La douleur d’Orphée dit le Chant du Poète 1914

Epreuve en bronze, n°1/8
Fonte au sable Alexis Rudier
Signé : CH. MALFRAY 1914
H. 117 ; L. 40 ; P. 40 cm

Provenance

  • Galerie Bellier, Paris
  • Fondation Bemberg, Toulouse (1996-2015)

Littérature en rapport

  • Françoise Galle, Catalogue raisonné des sculptures de Charles Malfray, mémoire de DESS, université de Paris I, direction de Robert Julien, 1971, n°11, 12, 13.

Expositions

  • Charles Malfray, Paris, Musée du Petit Palais, juin 1947, n°4 (épreuve en bronze, numérotation non précisée).
  • Charles Malfray 1887-1940, Paris, galerie Edmond Guérin, 16 février-31mars 1948, n°10 (épreuve en bronze,  n°1/8)
  • Formes Humaines, deuxième biennale de sculpture contemporaine, Paris, musée Rodin, 29 avril-30 mai 1966, n°2 (épreuve en bronze, numérotation non précisée).
  • Charles Malfray,Paris Galerie Malaquais, 5 avril au 30 juin 2007, n°2/8 fonte au sable Marius Howiller

 

Malfray travaille en 1913 et 1914 à cette œuvre. Il la présente au concours Chenavard[1] de l’Ecole Nationale des Beaux-Arts en 1914, pour lequel le sujet est toujours laissé au choix des élèves. Un plâtre d’une hauteur de 2m40 est conservé au musée des Beaux-Arts d’Orléans.

Cette œuvre est évidemment un travail d’élève de l’Ecole des Beaux-Arts, par la démonstration de la maîtrise du sujet, de l’anatomie et de la composition. Pourtant, Malfray arrive à se dégager de cette tradition, qu’il critique vigoureusement, et puise son inspiration chez les maîtres qui forgent son regard, de Michel-Ange, avec ses Esclaves, à Rodin, avec l’Age d’Airain.

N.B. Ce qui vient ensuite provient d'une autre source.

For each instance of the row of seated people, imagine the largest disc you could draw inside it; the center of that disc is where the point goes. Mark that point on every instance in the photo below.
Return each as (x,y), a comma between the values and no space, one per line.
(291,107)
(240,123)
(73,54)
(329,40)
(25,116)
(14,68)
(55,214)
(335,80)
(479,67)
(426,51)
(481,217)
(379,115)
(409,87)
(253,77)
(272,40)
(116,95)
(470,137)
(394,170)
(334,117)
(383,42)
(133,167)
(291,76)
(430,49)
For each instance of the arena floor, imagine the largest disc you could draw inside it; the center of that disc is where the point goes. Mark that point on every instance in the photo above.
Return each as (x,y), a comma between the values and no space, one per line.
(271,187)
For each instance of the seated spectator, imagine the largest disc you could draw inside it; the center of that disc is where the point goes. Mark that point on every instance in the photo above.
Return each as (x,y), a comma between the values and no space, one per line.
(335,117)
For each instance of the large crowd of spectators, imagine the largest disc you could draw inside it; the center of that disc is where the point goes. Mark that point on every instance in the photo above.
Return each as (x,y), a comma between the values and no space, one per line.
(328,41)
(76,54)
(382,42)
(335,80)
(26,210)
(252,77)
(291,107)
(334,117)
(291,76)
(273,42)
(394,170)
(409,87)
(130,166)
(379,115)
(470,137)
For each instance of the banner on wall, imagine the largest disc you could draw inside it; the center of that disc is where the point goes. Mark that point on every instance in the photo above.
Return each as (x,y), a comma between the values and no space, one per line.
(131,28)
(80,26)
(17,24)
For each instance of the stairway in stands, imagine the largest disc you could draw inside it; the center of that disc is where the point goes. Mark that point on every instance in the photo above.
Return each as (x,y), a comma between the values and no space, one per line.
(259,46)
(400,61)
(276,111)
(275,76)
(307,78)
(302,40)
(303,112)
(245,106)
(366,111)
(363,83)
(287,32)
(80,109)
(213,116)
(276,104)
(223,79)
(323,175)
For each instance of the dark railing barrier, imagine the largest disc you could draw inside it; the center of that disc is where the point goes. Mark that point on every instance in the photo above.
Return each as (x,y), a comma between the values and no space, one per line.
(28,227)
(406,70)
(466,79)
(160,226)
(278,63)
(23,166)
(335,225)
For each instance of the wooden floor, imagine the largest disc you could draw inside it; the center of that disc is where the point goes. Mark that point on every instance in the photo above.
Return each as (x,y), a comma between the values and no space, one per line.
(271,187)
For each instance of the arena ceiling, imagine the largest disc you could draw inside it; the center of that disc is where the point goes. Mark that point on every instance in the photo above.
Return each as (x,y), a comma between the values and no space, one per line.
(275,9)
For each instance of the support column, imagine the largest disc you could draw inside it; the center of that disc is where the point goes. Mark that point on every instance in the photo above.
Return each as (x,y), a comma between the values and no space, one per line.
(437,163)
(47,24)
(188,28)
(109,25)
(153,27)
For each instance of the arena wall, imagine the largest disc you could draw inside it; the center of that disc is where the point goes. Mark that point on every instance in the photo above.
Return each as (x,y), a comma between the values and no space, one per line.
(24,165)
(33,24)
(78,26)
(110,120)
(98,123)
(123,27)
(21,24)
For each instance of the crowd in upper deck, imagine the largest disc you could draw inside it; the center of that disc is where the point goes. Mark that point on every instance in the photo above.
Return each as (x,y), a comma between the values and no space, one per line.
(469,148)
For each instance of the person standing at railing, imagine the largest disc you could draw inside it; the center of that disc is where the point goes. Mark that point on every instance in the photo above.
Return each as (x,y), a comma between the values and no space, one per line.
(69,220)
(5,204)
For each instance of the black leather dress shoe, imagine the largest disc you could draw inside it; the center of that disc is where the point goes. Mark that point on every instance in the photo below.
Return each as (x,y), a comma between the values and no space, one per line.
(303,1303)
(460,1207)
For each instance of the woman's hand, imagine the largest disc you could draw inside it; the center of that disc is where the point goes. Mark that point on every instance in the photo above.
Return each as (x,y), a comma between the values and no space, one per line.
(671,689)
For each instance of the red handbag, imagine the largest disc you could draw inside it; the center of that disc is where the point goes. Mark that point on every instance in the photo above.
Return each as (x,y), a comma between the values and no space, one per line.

[1] 1912, Ecole nationale des Beaux-Arts, art. 110 et 113 : le prix Chenavard est un concours annuel pour venir « en aide aux élèves peintres, sculpteurs, architectes, graveurs, admis à l’Ecole proprement dite « Pauvres », et qui se sont rendus par leur travail, les plus dignes de cet encouragement. ».